Unnamed: 0,Label,SMS,predicted
0,ham,Later i guess I needa do mcat study too,ham
1,ham,But i haf enuff space got like 4 mb,ham
2,spam,Had your mobile 10 mths Update to latest Oran...,spam
3,ham,All sounds good Fingers Makes it difficult ...,ham
4,ham,All done all handed in Don t know if mega sh...,ham


In [255]:
total = test_original.shape[0]

results = test_original['Label'] == test_original['predicted']

correct = results.sum()

print('Correct:', correct)
print('Incorrect:', total - correct)
print('Accuracy:', correct/total)

Correct: 1097
Incorrect: 17
Accuracy: 0.9847396768402155


In [256]:
test_original[test_original['Label'] != test_original['predicted']]

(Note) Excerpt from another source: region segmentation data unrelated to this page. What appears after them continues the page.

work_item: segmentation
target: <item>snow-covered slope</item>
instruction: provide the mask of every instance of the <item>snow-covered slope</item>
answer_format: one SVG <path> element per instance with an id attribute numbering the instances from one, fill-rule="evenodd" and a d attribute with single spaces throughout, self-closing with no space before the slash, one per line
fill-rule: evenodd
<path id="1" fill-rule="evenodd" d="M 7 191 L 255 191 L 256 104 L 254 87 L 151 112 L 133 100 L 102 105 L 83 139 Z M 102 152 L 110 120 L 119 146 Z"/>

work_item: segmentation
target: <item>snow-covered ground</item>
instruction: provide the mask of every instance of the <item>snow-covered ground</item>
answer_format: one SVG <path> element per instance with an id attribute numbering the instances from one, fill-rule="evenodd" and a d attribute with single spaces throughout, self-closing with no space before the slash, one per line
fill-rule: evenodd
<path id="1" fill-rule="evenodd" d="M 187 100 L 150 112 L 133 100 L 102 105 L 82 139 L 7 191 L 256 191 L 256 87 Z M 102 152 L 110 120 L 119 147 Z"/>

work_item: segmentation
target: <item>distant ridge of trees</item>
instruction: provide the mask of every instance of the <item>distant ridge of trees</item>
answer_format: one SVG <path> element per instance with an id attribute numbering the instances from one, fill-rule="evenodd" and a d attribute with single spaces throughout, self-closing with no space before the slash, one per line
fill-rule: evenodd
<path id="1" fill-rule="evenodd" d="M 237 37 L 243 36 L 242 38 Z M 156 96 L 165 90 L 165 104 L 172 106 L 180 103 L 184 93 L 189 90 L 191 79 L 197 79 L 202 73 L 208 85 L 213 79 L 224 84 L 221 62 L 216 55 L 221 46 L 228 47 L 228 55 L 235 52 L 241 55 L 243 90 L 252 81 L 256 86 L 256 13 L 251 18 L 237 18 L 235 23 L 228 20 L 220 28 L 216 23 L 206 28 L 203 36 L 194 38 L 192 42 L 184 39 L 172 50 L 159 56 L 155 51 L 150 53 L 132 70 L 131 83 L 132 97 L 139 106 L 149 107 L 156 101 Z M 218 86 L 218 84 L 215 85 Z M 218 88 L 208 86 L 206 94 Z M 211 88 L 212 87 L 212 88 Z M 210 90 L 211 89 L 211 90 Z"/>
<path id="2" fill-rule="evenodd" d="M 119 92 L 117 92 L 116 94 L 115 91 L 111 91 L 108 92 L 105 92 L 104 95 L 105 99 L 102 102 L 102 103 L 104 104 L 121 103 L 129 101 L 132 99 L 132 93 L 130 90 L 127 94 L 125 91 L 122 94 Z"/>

Unnamed: 0,Label,SMS,predicted
114,spam,Not heard from U4 a while Call me now am here...,ham
115,ham,1Apple Day No Doctor 1Tulsi Leaf Day No Cance...,spam
135,spam,More people are dogging in your area now Call...,ham
284,ham,Nokia phone is lovly,spam
293,ham,A Boy loved a gal He propsd bt she didnt mind...,needs human classification
319,ham,We have sent JD for Customer Service cum Accou...,spam
323,ham,CHEERS U TEX MECAUSE U WEREBORED YEAH OKDEN H...,spam
363,spam,Email AlertFrom Jeri StewartSize 2KBSubject ...,ham
504,spam,Oh my god I ve found your number again I m s...,ham
546,spam,Hi babe its Chloe how r u I was smashed on s...,ham


## Conclusion

Interestingly, it seems that using capitalization has resulted in worse accuracy. This could be due to splitting out the probability of spam words into lower probabilities because they are now grouped by capitalization rather than their inherent nature of being spam. In theory, weirdly capitalized spam words should be more likely to be spam. This can be investigated further in future work most likely by adding more data that includes those different capitalizations.

Without the capitalization, the accuracy was very good at about 98%.